I get asked a lot what my most interesting ride has been. A lot of them have been interesting. You never know who gets in and out of your car from ride to ride. One night, I drove a woman who used to work in concert promotion. Yes, she had some stories. Sometimes, you get a couple – or two couples, who are just lubricated enough to talk, and the conversation goes sideways. In a good way, but I usually find myself laughing at the end of those rides.

But my most interesting ride came at the end of my first bar close shift. A word about working bar close. After midnight, especially on Friday and Saturday night, it’s a crap shoot who’s going to get in your car or even if they show up. The combination of alcohol and fatigue does not bring out the best in people. In fact, it tends to bring out the worst after 2 AM. And from 2-3 AM the Sunday morning following Cincinnati’s Bunbury Festival was no exception.

But after 3? I found myself on the city’s West Side for my last rides. I live on the east side near Kenwood, the shopping district near wealthy Indian Hill and some more modest towns.
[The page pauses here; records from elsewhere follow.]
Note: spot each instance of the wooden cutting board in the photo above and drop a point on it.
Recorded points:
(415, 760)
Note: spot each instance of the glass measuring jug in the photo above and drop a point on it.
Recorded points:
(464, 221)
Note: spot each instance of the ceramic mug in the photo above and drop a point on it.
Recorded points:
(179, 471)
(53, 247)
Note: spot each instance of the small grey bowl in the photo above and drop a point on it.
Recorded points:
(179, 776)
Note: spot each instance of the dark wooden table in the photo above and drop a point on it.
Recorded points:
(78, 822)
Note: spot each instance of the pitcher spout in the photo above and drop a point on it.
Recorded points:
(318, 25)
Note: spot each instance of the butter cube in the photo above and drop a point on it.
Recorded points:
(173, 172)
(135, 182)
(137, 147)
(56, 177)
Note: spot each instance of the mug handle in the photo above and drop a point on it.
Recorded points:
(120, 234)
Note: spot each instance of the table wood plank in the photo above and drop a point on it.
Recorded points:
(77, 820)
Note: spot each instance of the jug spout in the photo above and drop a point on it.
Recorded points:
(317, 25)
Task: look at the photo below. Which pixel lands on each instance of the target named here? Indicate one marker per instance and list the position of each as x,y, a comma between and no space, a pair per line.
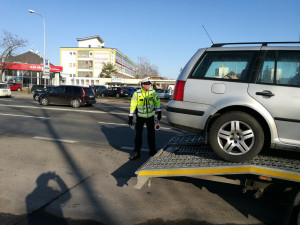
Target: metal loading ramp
189,156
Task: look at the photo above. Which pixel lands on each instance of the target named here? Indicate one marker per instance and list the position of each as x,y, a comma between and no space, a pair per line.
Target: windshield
88,91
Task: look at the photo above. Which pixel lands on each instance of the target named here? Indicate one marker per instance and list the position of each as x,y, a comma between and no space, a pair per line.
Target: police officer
145,103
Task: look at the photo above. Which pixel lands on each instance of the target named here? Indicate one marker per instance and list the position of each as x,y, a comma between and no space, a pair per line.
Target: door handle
265,93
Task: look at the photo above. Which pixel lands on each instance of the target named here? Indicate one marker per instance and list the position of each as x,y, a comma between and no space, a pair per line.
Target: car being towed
75,96
38,92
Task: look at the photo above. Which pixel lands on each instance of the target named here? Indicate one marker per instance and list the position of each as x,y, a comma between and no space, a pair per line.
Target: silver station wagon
241,97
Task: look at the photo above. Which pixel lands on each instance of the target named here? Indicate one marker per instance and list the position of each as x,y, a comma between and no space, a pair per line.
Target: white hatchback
5,90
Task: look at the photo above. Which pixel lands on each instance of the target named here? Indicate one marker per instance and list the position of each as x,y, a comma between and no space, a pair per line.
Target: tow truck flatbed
190,156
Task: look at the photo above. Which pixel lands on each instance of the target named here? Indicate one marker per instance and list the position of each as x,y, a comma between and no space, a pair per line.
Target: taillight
179,90
83,92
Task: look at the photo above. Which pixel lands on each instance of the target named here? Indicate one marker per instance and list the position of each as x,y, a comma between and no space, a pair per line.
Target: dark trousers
139,134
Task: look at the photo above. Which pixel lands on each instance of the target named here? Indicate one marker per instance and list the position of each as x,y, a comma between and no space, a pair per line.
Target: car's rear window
4,86
224,65
88,91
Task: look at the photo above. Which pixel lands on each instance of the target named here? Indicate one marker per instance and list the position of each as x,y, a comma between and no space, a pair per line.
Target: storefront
30,74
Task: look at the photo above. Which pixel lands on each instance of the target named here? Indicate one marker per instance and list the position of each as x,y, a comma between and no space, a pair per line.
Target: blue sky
166,32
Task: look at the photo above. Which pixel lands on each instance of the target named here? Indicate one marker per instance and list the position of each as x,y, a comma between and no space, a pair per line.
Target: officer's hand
130,119
159,115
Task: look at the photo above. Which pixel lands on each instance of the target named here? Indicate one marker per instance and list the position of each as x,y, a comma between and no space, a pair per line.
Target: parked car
75,96
38,92
116,92
99,90
37,87
163,93
241,98
95,87
131,90
15,87
5,90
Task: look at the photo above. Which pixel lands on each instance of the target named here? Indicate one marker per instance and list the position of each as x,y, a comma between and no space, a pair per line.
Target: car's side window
267,72
224,66
281,68
58,90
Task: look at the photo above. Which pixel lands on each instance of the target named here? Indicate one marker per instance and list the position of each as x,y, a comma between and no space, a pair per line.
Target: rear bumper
191,117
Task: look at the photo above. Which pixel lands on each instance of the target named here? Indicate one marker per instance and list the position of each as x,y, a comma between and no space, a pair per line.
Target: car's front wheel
236,136
44,101
75,103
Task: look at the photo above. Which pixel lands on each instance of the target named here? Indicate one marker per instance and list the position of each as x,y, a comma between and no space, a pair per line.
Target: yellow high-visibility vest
147,103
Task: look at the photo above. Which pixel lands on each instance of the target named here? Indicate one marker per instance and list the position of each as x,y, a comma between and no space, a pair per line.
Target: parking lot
61,165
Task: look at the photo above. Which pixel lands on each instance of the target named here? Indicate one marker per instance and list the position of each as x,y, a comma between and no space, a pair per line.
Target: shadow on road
44,195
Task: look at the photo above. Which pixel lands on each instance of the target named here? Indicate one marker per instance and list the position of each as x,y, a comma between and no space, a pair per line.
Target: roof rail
253,43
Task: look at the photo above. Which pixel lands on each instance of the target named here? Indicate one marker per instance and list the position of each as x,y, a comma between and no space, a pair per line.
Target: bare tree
9,43
145,69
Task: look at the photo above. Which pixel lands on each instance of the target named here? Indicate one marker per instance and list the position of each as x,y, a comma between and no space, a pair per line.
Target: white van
4,90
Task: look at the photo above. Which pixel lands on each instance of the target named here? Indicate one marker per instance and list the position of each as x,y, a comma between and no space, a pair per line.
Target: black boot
134,156
152,152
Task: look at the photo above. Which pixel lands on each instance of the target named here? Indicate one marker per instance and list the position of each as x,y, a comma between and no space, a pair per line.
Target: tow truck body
189,156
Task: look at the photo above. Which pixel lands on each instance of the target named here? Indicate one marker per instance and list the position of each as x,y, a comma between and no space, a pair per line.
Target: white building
86,61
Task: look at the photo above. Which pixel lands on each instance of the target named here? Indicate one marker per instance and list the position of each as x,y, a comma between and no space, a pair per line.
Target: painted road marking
36,117
54,139
120,124
68,110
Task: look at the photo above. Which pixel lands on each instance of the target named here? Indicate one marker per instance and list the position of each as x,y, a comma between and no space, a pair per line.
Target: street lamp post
32,11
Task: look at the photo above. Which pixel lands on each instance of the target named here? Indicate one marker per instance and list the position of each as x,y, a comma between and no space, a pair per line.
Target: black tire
75,103
236,137
44,101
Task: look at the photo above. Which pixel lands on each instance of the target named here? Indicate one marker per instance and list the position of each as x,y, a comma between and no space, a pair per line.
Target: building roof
27,57
91,37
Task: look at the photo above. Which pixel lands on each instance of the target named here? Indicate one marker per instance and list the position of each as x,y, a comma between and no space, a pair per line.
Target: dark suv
99,90
38,92
116,92
75,96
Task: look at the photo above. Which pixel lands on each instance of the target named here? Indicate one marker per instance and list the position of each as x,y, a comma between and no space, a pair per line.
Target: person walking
145,103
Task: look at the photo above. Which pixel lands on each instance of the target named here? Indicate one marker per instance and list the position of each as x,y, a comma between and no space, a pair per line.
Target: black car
131,90
116,92
37,93
99,90
75,96
37,87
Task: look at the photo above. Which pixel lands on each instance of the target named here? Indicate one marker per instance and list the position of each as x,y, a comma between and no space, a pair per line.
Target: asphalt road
61,165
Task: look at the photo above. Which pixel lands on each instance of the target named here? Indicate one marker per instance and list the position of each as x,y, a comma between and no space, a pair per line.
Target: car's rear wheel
75,103
236,136
44,101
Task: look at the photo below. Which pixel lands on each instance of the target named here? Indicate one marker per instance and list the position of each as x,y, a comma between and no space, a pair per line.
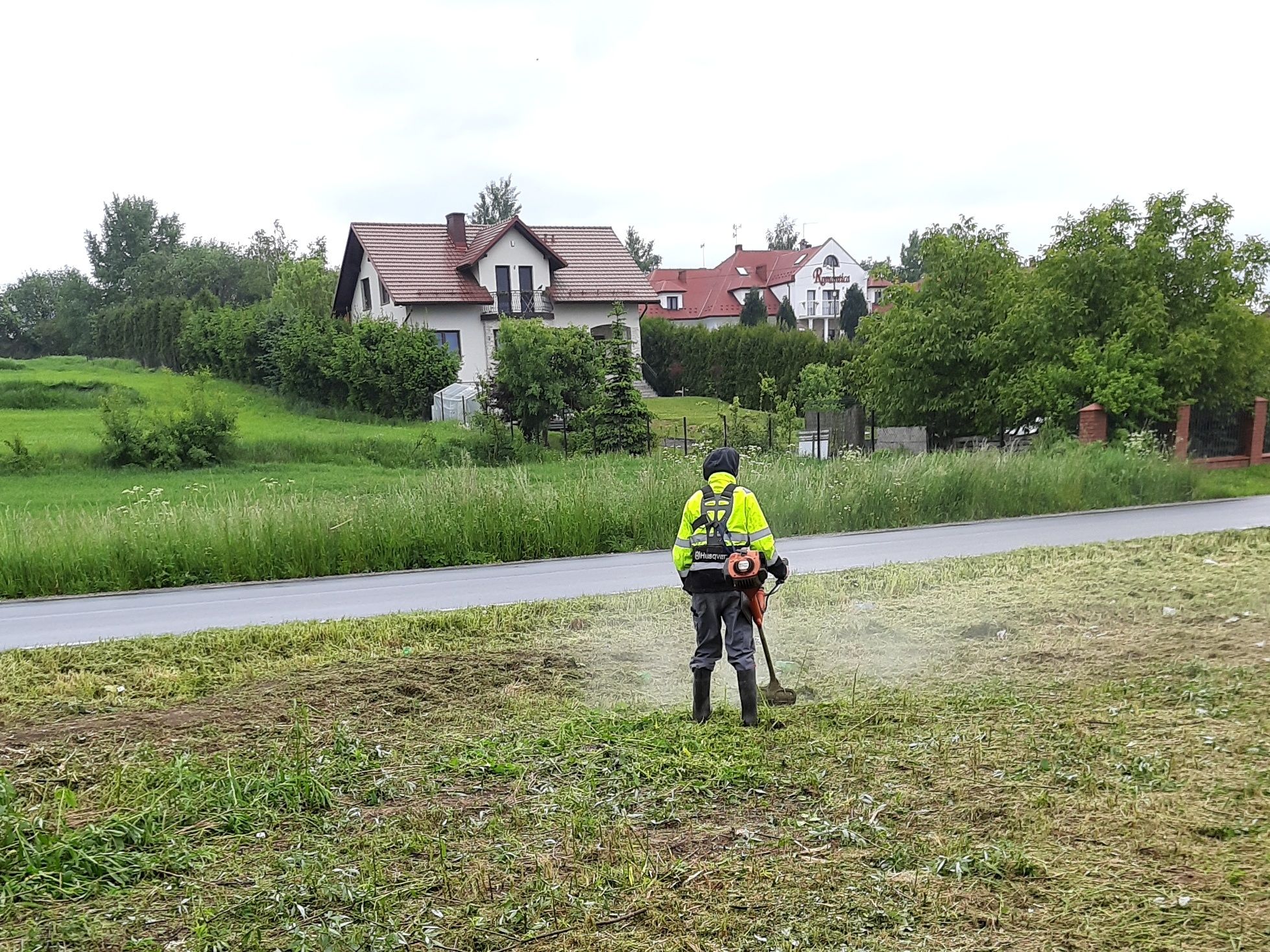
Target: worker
719,519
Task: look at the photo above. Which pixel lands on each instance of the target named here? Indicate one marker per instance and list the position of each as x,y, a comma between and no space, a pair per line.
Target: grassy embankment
202,532
1019,752
669,413
304,497
51,404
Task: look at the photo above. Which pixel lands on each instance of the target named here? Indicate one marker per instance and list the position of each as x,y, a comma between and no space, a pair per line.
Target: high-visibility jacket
733,522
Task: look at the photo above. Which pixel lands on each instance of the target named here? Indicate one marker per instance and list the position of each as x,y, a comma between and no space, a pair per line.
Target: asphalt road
59,621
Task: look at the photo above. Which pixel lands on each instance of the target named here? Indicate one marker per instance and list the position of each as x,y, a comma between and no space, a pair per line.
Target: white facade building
461,283
815,280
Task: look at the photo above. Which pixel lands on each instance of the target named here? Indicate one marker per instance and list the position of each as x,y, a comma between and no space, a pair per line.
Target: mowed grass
270,428
669,414
1016,752
459,516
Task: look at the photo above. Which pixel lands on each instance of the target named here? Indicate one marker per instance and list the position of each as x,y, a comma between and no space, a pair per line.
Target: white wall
514,250
377,307
472,334
848,273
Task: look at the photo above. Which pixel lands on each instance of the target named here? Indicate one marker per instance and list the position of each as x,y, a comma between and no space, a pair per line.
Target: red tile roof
421,263
479,248
708,292
600,267
417,263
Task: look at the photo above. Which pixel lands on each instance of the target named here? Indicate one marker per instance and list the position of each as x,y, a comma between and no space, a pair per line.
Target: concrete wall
911,440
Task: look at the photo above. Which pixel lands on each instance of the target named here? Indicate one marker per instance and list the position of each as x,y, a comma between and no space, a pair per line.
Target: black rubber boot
700,696
747,685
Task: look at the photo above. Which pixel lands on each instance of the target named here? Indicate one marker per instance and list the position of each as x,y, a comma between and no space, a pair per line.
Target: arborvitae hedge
728,362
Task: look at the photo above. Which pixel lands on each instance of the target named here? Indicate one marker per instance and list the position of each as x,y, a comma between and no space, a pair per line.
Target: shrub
619,420
728,362
198,433
21,458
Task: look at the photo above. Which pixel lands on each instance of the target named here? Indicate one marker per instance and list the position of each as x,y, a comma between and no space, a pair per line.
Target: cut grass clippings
1014,752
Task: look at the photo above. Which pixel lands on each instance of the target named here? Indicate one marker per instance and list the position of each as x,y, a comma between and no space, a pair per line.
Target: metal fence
1218,433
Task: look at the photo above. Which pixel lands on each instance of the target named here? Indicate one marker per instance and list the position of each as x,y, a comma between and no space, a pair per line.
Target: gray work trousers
712,612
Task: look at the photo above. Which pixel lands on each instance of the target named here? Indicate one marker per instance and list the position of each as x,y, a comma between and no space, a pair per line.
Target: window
449,339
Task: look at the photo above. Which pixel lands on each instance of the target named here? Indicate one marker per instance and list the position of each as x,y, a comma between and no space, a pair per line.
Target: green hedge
728,362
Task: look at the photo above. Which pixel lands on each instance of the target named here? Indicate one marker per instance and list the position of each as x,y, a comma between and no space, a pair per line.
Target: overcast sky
861,121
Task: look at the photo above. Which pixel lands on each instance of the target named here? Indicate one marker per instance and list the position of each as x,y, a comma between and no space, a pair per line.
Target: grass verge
582,506
1018,752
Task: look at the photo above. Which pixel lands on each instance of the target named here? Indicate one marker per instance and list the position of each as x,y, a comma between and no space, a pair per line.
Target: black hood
723,460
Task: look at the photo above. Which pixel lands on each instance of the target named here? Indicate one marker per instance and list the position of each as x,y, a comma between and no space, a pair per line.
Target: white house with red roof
815,278
460,282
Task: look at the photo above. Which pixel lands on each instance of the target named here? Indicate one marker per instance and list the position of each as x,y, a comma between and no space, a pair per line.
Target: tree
641,252
784,237
785,316
619,418
131,230
819,387
754,311
1138,313
930,359
911,254
47,313
542,372
854,307
305,287
271,249
497,202
880,268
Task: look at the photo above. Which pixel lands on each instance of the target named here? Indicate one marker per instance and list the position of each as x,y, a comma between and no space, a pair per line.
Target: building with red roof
815,278
461,282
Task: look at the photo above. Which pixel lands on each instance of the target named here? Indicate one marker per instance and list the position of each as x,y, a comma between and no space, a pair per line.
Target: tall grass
469,516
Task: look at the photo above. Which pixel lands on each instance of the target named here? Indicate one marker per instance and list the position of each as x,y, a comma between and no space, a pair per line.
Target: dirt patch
394,687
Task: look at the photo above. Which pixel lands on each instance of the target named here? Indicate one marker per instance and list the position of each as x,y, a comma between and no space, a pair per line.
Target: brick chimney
456,224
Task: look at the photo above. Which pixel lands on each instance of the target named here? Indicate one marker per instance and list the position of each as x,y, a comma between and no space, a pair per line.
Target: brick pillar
1181,441
1259,433
1094,424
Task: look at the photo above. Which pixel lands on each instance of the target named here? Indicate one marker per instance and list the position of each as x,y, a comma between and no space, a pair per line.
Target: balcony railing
520,303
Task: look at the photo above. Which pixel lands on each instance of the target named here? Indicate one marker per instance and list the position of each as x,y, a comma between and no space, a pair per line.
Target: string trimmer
747,566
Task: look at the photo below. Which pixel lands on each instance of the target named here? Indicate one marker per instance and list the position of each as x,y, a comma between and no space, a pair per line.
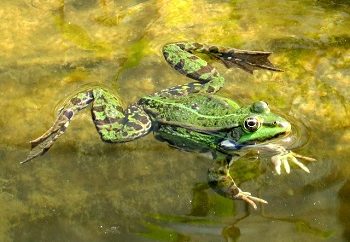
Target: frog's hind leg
220,180
180,56
112,122
115,125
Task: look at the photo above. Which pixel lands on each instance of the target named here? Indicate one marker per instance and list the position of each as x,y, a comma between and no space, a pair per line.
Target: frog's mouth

Uber has a feature that lets you enter a destination to move toward by a certain time, so when I first headed over to the West Side after bar close, I put my house into the app. And then I decided to pick up one last ride. It was the night of a major festival. There might be some stragglers downtown or in Over-the-Rhine. Right?

My instincts were correct. As I reached downtown, the app flagged a ride along Seventh Street. I rolled up on a pizza place that, to my surprise, was still open after 3 AM. Go figure. A rather attractive young girl and a well-dressed man got in the car. She was giggling.

“Do you know this apartment complex in Hyde Park?” she asked.

I did. And it was on my way home. To say that I was happy about this was an understatement, especially after one of the most stressful hours of my Uber career.

I start the ride, and we’re soon headed up I-71 toward the city’s northeast side. The next thing I hear is the girl whispering, “This is how I used to do it.”

Do what?

Her head disappears. Wait. Is she doing what I think she doing?

I hear a smacking sound, and my male passenger looks like he’s in a trance when I glance in the rearview. Now, I know Uber has community guidelines about this. Unfortunately, I never memorized them, so I had no clue how to respond to this. OK, maybe she’s being naughty by giving her boyfriend an Uber to remember. I know I’d remember it, and I was up front driving. Then, as I’m getting off the exit to head to their apartment, the man grunts.

Immediately, I start thinking about Uber’s infamous vomit bounty, wherein you pay Uber $200 for spilling bodily fluids in a driver’s car. Usually, it’s vomit. I’ve heard stories of other secretions best not mentioned here, but they’re often the result of excessive drinking. Up to this point, the only person to toss their cookies in my car expected it to happen and brought her own barf bag.

But this sort of… residue?

I sigh and get it overwith, taking them to the apartment. A funny thing happened when the ride ended. She went into one building. He went into the other. I’ve gone from envying the guy (and no, I’ve never asked my wife to try anything similar) to worrying about my backseat with its cloth covers to… WTF? Normally, that sort of thing is foreplay. I had assumed my passengers would be almost to hot and heavy to make it into their apartment before the clothes came off. But nope. They went their separate ways.

The kicker? They left me a clean backseat, absolutely no noticeable trace that they had even been in the car. Still the strangest ride I’ve ever taken.

And yes, the next day, I looked up what you were supposed to do as a driver in that situation. Uber does, in fact, frown on that sort of thing.